Red Hat Bugzilla – Bug 561370
KVM guest crashed during a multi guest database run
Last modified: 2013-01-09 17:16:21 EST
Description of problem:
KVM guest crashes during multi guest run (running database workload). The host is AMD (Six-Core AMD Opteron(tm) Processor 8431).
Version-Release number of selected component (if applicable):
Host and guests running 2.6.18-186.el5
File system used for the testing - ext4 (e4fsprogs-1.41.9-3.el5)
Happened just once. Do not know if this can be reproduced.
Steps to Reproduce:
1. Started 4 KVM guests (6 cpus - 14G each)
2. Ran database workload
3. One of the guests crashed.
Message in /var/log/messages in the guest at the time of the crash.

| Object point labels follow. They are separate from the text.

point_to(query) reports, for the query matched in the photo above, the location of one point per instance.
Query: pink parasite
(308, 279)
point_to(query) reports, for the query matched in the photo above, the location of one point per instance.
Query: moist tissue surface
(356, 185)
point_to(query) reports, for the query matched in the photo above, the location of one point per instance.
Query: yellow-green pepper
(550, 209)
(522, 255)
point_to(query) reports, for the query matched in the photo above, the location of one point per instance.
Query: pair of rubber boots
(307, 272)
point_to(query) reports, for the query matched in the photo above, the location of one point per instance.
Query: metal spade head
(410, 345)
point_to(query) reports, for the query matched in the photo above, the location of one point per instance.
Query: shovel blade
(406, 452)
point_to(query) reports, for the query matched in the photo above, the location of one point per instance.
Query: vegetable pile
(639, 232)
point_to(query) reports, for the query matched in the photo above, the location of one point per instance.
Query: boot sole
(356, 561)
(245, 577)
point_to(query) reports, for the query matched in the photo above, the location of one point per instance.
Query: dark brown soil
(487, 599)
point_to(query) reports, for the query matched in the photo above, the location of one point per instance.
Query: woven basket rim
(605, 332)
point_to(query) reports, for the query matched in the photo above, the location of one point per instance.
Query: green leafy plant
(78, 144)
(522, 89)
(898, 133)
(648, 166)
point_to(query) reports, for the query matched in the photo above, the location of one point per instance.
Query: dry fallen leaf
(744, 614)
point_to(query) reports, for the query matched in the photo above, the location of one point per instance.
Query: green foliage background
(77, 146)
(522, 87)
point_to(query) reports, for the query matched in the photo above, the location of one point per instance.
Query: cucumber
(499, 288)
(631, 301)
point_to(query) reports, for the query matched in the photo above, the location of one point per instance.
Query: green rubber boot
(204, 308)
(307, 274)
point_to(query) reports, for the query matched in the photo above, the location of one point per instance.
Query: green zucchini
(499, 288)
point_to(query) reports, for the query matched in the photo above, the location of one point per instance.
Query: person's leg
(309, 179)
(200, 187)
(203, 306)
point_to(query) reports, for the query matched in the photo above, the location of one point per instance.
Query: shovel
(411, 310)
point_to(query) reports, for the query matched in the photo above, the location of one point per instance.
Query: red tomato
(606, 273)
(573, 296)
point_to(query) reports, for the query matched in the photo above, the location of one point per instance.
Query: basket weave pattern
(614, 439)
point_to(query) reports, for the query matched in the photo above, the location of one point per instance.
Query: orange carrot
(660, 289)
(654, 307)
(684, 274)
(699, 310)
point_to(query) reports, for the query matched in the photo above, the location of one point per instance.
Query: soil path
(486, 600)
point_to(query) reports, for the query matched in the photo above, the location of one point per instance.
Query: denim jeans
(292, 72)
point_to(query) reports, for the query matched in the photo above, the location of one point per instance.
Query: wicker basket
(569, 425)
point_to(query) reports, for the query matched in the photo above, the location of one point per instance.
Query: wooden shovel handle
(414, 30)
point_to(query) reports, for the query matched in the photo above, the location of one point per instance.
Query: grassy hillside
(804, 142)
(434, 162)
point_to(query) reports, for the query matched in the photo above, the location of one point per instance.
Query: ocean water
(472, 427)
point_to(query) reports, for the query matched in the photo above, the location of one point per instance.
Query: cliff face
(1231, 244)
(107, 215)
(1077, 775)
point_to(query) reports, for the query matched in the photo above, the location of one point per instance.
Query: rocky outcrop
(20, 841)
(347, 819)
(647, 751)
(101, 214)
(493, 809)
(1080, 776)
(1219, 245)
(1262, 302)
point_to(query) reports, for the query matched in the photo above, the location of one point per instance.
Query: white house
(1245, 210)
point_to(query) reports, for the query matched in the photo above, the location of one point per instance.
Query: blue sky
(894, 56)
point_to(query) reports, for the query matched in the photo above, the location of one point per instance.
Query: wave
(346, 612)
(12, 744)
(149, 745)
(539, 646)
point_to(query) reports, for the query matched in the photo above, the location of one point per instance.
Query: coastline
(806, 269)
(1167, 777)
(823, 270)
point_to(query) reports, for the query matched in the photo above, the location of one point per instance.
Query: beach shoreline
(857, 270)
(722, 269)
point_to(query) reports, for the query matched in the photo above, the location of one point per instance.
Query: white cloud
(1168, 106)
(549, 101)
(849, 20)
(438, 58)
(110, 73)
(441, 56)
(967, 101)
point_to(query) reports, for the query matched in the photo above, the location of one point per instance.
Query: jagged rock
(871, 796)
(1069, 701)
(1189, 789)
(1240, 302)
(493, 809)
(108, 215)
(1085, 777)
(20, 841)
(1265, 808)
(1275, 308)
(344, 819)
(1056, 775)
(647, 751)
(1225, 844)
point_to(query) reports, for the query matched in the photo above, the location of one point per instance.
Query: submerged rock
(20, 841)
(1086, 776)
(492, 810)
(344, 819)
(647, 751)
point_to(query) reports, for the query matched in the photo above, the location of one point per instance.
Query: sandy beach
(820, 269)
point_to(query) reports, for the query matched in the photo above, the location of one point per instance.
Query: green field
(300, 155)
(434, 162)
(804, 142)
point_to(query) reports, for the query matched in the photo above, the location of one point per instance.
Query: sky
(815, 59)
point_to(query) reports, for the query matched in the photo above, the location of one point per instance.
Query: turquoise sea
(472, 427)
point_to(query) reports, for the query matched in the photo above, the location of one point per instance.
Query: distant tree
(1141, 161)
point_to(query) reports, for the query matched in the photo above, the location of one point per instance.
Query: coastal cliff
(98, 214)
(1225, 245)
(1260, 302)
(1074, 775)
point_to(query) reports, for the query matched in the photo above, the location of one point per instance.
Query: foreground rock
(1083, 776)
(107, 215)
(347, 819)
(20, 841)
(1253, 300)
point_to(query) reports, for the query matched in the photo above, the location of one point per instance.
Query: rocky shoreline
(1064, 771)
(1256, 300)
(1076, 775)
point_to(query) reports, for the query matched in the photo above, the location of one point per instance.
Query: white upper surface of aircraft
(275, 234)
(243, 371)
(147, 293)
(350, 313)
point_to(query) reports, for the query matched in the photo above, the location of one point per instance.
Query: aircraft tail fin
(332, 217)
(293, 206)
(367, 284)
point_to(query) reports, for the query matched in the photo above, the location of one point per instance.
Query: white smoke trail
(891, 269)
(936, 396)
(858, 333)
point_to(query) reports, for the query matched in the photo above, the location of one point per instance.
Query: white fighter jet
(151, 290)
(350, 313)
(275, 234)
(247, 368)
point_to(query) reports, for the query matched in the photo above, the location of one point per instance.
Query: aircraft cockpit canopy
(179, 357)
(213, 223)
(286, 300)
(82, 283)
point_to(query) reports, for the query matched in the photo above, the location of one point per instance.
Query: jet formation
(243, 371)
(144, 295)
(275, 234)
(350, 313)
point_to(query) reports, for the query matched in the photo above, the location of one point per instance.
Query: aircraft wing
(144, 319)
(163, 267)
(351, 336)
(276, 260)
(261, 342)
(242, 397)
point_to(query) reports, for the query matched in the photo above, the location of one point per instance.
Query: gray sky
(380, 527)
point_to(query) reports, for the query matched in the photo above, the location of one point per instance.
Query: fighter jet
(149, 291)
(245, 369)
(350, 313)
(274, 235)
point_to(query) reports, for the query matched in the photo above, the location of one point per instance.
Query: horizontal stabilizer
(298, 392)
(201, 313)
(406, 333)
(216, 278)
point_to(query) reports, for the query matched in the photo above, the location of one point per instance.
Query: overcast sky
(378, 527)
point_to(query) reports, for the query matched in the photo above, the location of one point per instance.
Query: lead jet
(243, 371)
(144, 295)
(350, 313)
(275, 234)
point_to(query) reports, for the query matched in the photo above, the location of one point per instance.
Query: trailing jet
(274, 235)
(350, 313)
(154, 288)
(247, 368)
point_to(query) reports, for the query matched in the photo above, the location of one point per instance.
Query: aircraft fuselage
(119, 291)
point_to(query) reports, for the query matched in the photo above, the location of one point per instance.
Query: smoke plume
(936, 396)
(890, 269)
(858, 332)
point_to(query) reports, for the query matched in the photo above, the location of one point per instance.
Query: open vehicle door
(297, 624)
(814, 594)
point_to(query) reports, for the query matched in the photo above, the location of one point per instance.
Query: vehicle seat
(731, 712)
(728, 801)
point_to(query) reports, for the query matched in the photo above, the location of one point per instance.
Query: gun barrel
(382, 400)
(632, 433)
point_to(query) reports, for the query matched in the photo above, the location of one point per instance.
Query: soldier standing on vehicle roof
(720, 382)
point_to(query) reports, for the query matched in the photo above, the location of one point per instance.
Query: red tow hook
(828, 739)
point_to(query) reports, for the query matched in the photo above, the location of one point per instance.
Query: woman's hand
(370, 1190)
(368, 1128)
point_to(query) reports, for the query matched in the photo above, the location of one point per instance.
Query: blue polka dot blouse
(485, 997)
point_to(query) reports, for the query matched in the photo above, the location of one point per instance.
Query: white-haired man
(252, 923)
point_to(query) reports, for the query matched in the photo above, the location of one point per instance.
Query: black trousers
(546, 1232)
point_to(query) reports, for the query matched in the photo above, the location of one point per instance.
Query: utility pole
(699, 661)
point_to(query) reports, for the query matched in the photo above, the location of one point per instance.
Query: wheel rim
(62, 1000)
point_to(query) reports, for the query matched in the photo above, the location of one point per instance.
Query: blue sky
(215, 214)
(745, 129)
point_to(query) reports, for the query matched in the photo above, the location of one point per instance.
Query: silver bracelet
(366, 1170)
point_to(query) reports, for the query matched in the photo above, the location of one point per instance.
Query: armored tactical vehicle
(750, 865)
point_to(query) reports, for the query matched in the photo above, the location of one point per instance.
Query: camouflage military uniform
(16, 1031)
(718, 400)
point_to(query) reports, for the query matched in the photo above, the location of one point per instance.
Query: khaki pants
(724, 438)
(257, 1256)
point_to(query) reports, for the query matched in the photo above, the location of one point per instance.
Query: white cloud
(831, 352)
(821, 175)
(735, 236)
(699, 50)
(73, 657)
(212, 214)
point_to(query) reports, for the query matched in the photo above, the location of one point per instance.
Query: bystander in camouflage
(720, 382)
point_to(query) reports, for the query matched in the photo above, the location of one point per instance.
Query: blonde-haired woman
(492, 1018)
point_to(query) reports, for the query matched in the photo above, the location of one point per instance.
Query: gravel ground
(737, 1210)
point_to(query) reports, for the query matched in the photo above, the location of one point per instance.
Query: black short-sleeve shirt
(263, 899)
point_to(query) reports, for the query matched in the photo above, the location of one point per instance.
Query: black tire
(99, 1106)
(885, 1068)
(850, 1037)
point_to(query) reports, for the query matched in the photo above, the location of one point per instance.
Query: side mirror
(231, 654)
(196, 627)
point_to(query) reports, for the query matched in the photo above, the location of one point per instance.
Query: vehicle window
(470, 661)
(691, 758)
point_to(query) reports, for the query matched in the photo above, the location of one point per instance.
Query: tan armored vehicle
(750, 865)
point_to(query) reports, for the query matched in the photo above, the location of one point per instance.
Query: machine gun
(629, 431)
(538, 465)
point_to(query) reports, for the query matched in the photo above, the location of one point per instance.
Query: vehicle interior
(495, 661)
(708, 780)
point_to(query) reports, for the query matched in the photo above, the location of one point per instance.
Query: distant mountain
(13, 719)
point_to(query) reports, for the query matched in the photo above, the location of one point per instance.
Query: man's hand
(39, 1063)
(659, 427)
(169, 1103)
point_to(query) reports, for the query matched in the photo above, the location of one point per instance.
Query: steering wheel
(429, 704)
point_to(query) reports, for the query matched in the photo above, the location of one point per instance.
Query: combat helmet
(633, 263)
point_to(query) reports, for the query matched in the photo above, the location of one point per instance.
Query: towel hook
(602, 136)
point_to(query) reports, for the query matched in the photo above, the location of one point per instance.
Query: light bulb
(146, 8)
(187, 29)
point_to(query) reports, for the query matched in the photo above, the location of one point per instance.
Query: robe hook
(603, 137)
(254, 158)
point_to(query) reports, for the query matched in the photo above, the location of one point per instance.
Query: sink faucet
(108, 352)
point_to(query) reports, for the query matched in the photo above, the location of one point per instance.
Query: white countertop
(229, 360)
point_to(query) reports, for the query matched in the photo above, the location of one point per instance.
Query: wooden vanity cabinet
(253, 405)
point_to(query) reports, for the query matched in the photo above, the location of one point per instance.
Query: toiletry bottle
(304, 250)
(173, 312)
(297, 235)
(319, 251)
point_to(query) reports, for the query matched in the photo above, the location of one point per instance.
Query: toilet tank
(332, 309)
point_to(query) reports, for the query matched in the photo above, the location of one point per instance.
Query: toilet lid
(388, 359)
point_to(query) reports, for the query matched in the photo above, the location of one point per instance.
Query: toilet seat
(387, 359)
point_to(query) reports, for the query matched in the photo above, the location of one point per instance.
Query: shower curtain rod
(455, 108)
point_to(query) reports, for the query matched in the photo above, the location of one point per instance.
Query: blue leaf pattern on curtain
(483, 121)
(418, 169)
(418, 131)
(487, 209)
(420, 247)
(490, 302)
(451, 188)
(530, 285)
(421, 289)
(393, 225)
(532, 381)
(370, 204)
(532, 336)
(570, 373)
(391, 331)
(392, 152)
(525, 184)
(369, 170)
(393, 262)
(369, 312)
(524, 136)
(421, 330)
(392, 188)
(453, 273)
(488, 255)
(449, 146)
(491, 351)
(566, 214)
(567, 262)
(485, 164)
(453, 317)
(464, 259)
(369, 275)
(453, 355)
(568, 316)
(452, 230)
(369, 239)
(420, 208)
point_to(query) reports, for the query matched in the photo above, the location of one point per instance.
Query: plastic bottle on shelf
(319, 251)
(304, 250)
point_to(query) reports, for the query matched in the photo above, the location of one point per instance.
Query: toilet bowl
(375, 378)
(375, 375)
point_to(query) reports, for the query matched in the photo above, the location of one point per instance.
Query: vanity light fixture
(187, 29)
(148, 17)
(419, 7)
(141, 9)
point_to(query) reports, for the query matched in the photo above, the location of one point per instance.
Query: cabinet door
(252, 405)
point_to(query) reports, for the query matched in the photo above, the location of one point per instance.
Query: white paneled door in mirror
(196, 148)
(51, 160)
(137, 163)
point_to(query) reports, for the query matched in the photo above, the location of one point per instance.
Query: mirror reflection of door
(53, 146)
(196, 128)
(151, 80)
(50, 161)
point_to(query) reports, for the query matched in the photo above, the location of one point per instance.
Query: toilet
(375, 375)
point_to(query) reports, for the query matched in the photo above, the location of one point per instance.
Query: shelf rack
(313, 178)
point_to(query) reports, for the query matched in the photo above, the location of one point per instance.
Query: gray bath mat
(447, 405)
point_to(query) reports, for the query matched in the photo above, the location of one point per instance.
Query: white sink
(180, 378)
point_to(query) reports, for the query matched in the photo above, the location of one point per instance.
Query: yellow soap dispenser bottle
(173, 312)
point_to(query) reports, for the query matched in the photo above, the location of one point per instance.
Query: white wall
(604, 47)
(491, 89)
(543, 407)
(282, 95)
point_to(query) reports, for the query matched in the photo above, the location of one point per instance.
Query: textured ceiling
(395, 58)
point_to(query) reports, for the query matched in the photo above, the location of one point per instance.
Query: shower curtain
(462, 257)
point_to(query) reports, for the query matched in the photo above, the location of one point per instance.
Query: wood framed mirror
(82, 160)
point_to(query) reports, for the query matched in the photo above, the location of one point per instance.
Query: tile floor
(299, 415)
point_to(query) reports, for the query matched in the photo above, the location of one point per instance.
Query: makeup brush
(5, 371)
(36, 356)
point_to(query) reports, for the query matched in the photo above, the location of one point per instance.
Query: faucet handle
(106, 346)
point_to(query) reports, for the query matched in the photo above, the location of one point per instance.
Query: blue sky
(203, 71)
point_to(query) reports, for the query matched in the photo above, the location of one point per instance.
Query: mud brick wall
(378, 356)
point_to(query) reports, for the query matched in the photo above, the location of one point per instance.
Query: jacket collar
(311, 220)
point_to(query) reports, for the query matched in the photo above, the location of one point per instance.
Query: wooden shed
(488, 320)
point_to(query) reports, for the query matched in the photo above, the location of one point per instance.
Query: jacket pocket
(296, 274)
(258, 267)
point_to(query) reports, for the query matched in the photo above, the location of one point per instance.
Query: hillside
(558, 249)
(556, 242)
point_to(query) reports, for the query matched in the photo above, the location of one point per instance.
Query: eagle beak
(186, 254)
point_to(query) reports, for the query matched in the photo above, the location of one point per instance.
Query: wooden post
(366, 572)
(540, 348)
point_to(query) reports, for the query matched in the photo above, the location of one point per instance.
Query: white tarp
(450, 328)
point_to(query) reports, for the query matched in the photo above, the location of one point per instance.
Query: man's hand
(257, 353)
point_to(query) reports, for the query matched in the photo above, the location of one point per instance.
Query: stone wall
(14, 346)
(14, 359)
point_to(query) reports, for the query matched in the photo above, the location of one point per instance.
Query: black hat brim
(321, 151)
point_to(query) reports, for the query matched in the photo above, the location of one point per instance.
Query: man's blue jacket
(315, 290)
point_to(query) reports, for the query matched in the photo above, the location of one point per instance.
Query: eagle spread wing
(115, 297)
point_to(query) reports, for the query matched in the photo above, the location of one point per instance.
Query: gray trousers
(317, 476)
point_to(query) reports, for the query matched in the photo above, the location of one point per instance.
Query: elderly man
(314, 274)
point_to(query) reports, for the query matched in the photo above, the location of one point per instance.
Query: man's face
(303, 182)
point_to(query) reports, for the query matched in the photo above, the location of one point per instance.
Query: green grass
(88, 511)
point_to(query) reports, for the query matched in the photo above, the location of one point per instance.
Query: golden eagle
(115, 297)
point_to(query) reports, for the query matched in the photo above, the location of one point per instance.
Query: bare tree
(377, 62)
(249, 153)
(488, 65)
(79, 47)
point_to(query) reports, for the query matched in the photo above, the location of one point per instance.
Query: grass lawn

Feb 2 18:02:48 dhcp47-99 kernel: list_add corruption. prev->next should be ffff81038f7d3e28, but was 0000000000497000
Feb 2 18:02:48 dhcp47-99 kernel: ----------- [cut here ] --------- [please bite here ] ---------
Feb 2 18:02:48 dhcp47-99 kernel: Kernel BUG at lib/list_debug.c:31
Feb 3 08:37:19 dhcp47-99 syslogd 1.4.1: restart.
The guest should continue to run.
The screen shot of the console is attached.
Can you please attempt to reproduce the bug, and save the entire oops message (also there's no screenshot attached?).
Will look for possible candidates in the meantime. Sorry for the late reply.
Also, were hugepages being used?
I will try to reproduce the problem when I get a chance. But I am not sure that this issue is reproducible. That's why I captured everything that was reported hoping that it might give some clues.
Also there is an issue with ext4 running oracle databases. (BZ 562219). I am not sure if the two are related.
This test was not using huge pages.
Postponing to RHEL 5.6.
Closing the bug on the grounds its a one time memory corruption report, there's not much that can be done without a reproducible case.
Please reopen if necessary.